No Culture Left Behind: ArtELingo-28, a Benchmark of WikiArt with Captions in 28 Languages
Youssef Mohamed, Runjia Li, Ibrahim Said Ahmad, Kilichbek Haydarov, Philip Torr, Kenneth Ward Church, Mohamed Elhoseiny
TL;DR
ArtELingo-28 is presented, a vision-language benchmark that spans 28 languages and encompasses approximately 200,000 annotations (140 annotations per image) and finds that cross-lingual transfer is more successful for culturally-related languages.
Abstract
Research in vision and language has made considerable progress thanks to benchmarks such as COCO. COCO captions focused on unambiguous facts in English; ArtEmis introduced subjective emotions and ArtELingo introduced some multilinguality (Chinese and Arabic).
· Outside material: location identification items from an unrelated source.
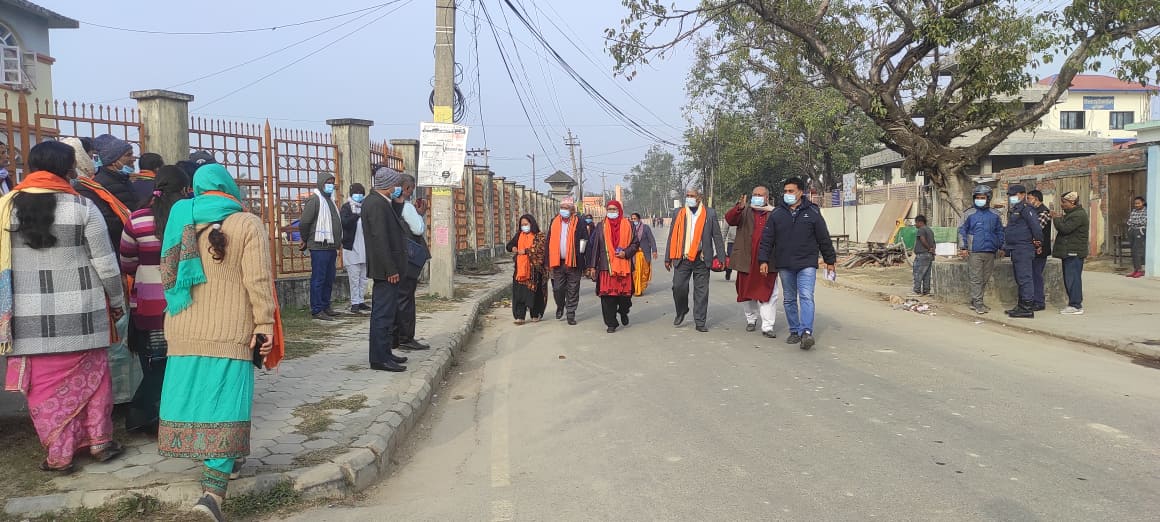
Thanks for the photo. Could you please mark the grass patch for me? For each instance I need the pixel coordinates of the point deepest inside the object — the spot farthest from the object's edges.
(316, 457)
(316, 417)
(282, 497)
(299, 327)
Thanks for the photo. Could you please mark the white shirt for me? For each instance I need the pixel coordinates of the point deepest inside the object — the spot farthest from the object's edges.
(413, 219)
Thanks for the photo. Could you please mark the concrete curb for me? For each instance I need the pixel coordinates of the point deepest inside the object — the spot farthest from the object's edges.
(367, 461)
(1129, 348)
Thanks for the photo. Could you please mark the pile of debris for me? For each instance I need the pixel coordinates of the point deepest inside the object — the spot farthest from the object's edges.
(883, 255)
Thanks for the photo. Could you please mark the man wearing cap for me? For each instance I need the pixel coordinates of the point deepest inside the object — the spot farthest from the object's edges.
(566, 239)
(1072, 247)
(110, 188)
(1023, 239)
(321, 232)
(386, 265)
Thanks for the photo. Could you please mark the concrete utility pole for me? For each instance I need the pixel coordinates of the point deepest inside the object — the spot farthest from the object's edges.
(443, 245)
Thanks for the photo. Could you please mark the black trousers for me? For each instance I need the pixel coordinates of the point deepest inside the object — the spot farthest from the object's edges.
(613, 305)
(405, 317)
(384, 306)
However we believe there should be more multilinguality. Hence, we present ArtELingo-28, a vision-language benchmark that spans $\textbf{28}$ languages and encompasses approximately $\textbf{200,000}$ annotations ($\textbf{140}$ annotations per image). Traditionally, vision research focused on unambiguous class labels, whereas ArtELingo-28 emphasizes diversity of opinions over languages and cultures. The challenge is to build machine learning systems that assign emotional captions to images. Baseline results will be presented for three novel conditions: Zero-Shot, Few-Shot and One-vs-All Zero-Shot. We find that cross-lingual transfer is more successful for culturally-related languages. Data and code are provided at www.artelingo.org.